Weber State University

More than 120 ninth-graders from Ogden, Weber, Davis, Morgan and Summit county schools have signed up for WSU's 10th annual Geography Olympiad.

The daylong competition begins at 8 a.m. Friday, March 21, in the Lind Lecture Hall.

Four-member teams will compete in written exams based on physical geography, cultural geography, and maps, graphs and locations. Orienteering and problem-solving activities also are included in competition.

The Utah Geographic Alliance will award gold, silver and bronze medals to individual and team winners in each test category. Plaques will be given to team winners in the problem-solving contests. WSU will award a delayed, full-tuition scholarship to the student with the highest composite score on the written exams.


Salt Lake Community College

Using their personal passwords, students at SLCC are now able to access class schedules, financial-aid services, grades and other information on the Internet.

"This helps students access the information they need quickly and more timely," said student administrative services director Eric Weber. "We still offer our touch-tone system, drop box and service at our office windows, but this way, many of our students who work and have families can be serviced at their convenience."

Within a few months, SLCC expects to complete its electronic admissions application process allowing students to apply through the Internet.


LDS Business College

An anonymous donor has contributed $20,000 to LDS Business College for a full- or part-time tuition scholarship for single mothers.
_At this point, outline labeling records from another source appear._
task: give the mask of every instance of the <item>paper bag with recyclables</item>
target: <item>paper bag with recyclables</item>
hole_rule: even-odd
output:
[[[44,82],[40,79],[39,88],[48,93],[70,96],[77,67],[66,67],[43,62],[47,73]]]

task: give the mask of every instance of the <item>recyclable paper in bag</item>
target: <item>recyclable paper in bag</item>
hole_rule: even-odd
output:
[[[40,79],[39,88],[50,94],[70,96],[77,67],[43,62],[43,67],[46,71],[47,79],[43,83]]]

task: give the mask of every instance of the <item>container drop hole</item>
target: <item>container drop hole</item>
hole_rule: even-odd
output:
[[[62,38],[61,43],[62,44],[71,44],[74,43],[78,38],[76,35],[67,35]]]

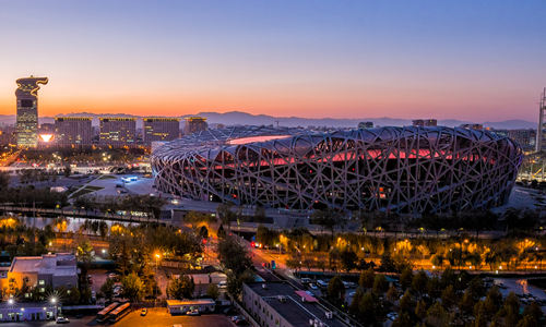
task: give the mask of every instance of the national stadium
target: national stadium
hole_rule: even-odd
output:
[[[166,143],[152,168],[158,191],[197,201],[423,214],[505,204],[522,158],[489,131],[232,126]]]

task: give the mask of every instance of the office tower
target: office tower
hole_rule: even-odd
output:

The money comes with certain restrictions, including a requirement that the tuition payments from the Single Mother Scholarship program start out as a loan. The loan becomes a grant if the recipient attends classes and earns a 3.0 grade-point-average.

Craig V. Nelson, director of College Relations at LDS Business College, said the donor created the restrictions to encourage healthy study habits.

"The money promotes a dual education," Nelson said. "Single mothers gain a degree; they also have a chance to practice persistence and determination, traits that will help them succeed."

Single mothers who have a high school diploma or its equivalent may apply by calling the scholarship office at (801) 524-8145. The college will begin awarding the scholarships/loans for spring quarter, which starts March 31, Nelson said.


LDS Business College

Students at LDS Business College will soon be able to register for classes from any campus computer.

Brent Cherrington, director of the college's information technology department, said the new program allows students to review every class offered, display by-class enrollments and complete the enrollment process without leaving their computer terminals.

Also, students may use the computer to review their transcripts and update personal information in the college's data base.

"We hope this new approach will reduce or eliminate lines at the registration window while giving students more control over class selection," Cherrington said.

The college has begun to phase in the new registration program using monitored computer stations. By spring or early summer the college will install the program in all academic computers, Cher-ring-ton said.


Utah State University

President George H. Emert has called for a study of USU's outdoor recreation program.

Emert took the action after rejecting a $1 increase in the student fee to enhance the outdoor rec-re-a-tion programs.

"I believe it is inappropriate to expand an existing university program at a time when we are faced with budget cuts," Emert said. "I believe now is a good time to review the entire program to determine its value and the type of support it needs."

Among other things, Emert wants the review to determine if parts of the program can be absorbed into other academic programs, such as health, physical education and recreation.

The outdoor recreation program operates on an annual budget of $100,000, none of which involves state dollars. The program currently receives 23 cents per fee from the $7 campus recreation fee.

The remaining revenue comes from rental and participant fees. Without the fee increase, the program will have to eliminate outdoor trips, which average about 20 a year, said Gary Chambers, who directs the outdoor recreation program.